Today I attended Wakate IT Benkyou-kai (in English, "Young IT Study Meetup"?). We read Secrets of the JavaScript Ninja and today's chapter is "Code Evaluation". This book contains many real-world examples. We saw Caja, Prototype, json2.js, base2, Packer, Screw.Unit, Processing.js and Objective-J.

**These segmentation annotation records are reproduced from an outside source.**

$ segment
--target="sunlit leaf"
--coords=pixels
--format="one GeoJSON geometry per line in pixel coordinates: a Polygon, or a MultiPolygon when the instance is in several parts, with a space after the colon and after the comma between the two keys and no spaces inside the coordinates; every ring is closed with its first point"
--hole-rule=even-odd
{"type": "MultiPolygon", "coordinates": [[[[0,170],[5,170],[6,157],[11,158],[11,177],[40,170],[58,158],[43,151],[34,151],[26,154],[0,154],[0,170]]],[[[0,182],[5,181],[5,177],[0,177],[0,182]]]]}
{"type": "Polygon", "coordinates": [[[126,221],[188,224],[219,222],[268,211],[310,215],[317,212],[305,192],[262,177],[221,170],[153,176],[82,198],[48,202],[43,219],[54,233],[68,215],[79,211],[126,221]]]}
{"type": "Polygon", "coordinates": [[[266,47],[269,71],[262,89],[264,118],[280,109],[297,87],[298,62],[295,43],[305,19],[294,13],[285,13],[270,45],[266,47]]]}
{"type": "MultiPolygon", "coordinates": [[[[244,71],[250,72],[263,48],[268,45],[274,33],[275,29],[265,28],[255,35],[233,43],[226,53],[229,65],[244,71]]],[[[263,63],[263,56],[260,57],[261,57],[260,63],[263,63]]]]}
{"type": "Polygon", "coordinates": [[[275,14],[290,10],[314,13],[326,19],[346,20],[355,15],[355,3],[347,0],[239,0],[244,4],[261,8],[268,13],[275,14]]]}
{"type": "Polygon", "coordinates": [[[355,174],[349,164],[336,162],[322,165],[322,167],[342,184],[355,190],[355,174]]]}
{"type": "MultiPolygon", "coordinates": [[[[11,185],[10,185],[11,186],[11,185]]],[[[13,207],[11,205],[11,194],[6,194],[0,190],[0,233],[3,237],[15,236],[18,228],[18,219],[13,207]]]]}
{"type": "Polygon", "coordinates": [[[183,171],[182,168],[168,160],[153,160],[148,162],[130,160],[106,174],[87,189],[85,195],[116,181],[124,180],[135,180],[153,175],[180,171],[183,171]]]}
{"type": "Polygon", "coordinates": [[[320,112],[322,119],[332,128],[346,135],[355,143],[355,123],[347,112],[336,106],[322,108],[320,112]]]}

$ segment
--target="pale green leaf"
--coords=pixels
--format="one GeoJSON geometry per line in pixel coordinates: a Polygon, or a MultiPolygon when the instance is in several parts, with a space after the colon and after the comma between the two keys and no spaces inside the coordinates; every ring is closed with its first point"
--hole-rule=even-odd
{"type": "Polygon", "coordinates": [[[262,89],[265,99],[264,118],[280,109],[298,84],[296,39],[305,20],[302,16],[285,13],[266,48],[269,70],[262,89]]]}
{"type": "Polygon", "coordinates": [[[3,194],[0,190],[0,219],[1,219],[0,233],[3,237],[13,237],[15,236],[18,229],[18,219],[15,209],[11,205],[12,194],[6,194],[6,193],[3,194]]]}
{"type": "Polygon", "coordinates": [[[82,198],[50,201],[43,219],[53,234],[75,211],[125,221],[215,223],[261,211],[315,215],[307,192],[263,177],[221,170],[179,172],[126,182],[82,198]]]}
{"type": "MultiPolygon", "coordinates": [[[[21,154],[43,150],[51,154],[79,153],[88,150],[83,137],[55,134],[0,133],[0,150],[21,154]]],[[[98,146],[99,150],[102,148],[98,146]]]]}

For me, today's most striking code is json2.js. It has eval-based JSON parser and prevent unsafe code evaluation by an regular expression. (Note: real code is well-commented. You can see it at GitHub.)

if (/^[\],:{}\s]*$/
        .test(text.replace(/\\(?:["\\\/bfnrt]|u[0-9a-fA-F]{4})/g, '@')
            .replace(/"[^"\\\n\r]*"|true|false|null|-?\d+(?:\.\d*)?(?:[eE][+\-]?\d+)?/g, ']')
            .replace(/(?:^|:|,)(?:\s*\[)+/g, ''))) {

    j = eval('(' + text + ')');

Huh?

Okay, let's try on WebKit's console. First pattern works like so:

> '{ "key": ["value\\n"] }'
"{ "key": ["value\n"] }"
> '{ "key": ["value\\n"] }'.replace(/\\(?:["\\\/bfnrt]|u[0-9a-fA-F]{4})/g, '@')
"{ "key": ["value@"] }"

Second pattern works like so:

> '{ "key": ["value@"] }'.replace(/"[^"\\\n\r]*"|true|false|null|-?\d+(?:\.\d*)?(?:[eE][+\-]?\d+)?/g, ']');
"{ ]: []] }"

Third pattern works like so:

> "{ ]: []] }".replace(/(?:^|:|,)(?:\s*\[)+/g, '')
"{ ]]] }"

Last but not least, can it be matched with /^[\],:{}\s]*$/?

> /^[\],:{}\s]*$/.test('{ ]]] }')
true

Great! We can pass the original string to eval() safely.

json2.js is implemented by Douglas Crockford, the designer of JSON. However, if I design JSON, I can't implement my safety checker like Douglas's. I'm not Chuck Norris.